Linus Torvalds began the development of the kernel as a particular project, inspired
by his interest in Minix, a small UNIX system developed by Andrew S. Tanenbaum.
He was limited to create, in his words, "a better Minix that Minix" ( "a
better Minix than Minix). And after some time to work on the project alone, he
sent the following message to comp.os.minix:
You suspira the good times of the Minix-1.1, when men were men and wrote their
own "device drivers"? [5] You are without a good project in hand and
are willing to work in a SO you can change according to your needs? You are finding
frustrating when everything works in Minix? Enough of the night to bring the
computer programs work? Then this message can be just for you.
As I mentioned a month ago, I am working on a version of an independent SO Minix
for computers similar to AT-386. He is at last coming into the state that could
be used (although it may not be what you're waiting), and I am willing to provide
the source for wide distribution. He is in the version 0.02 ... however I had
success in carrying out bash, gcc, make-gnu, gnu-sed, compression, etc.. it.

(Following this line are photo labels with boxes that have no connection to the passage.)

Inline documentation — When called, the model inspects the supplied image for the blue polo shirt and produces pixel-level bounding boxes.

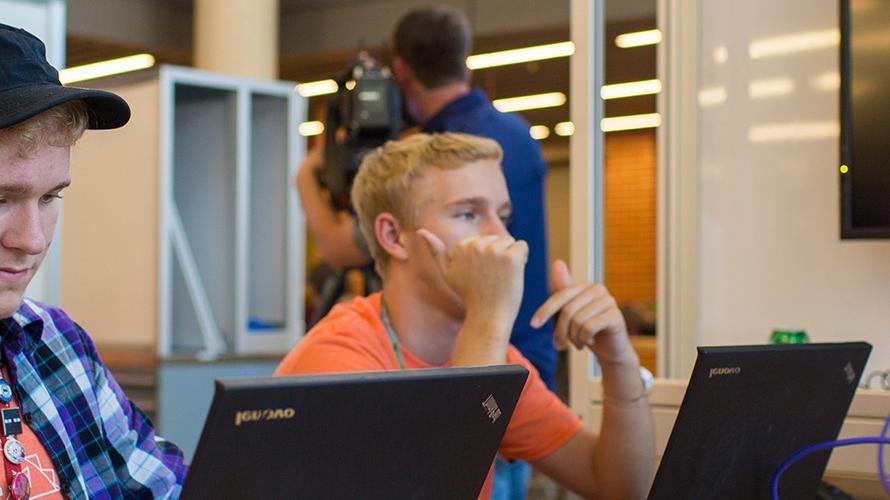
[423,89,556,390]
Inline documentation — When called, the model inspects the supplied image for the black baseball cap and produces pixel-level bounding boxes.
[0,24,130,129]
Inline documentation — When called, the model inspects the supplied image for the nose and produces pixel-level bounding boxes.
[485,215,510,236]
[0,205,49,255]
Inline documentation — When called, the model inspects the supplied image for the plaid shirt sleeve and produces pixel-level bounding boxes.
[83,328,186,498]
[0,300,186,500]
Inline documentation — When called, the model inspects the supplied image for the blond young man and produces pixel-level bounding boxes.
[276,134,655,499]
[0,24,186,499]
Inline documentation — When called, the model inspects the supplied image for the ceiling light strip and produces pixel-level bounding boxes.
[59,54,155,85]
[748,28,841,59]
[467,42,575,69]
[600,113,661,132]
[297,120,324,137]
[600,79,661,100]
[615,29,661,49]
[297,78,337,97]
[492,92,566,113]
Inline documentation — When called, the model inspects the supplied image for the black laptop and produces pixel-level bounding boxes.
[182,366,528,500]
[649,342,871,500]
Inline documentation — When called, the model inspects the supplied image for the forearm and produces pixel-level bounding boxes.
[594,357,655,499]
[452,311,513,366]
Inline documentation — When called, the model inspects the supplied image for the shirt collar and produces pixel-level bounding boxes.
[0,300,43,352]
[423,88,488,134]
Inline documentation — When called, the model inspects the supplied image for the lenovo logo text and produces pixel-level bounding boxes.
[708,366,742,378]
[235,408,297,426]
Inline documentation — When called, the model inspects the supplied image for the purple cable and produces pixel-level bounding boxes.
[770,416,890,500]
[878,416,890,494]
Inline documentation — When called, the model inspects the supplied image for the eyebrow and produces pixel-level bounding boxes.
[0,179,71,195]
[447,196,513,211]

Interestingly, the name Linux was created by Ari Lemmke, site administrator ftp.funet.fi
who gave that name to the FTP directory where the Linux kernel was initially
available [6] (Linus had him baptized as "Freax", initially). [lacks
sources?]
On October 5, 1991 Linus Torvalds announced the first "official" release
of the Linux kernel, version 0.02. Since then many developers have responded
to his call, and have helped to make the Linux operating system it is today.
In the beginning was used by programmers or only by those who had knowledge,
used lines of command. Today that has changed, there are several companies that
create the environments graphics, distributions increasingly friendly so that
a person with little knowledge to use Linux. Today Linux is a stable system and
to recognize all the peripherals without the need to install the drivers for
sound, video, modem, network, among others.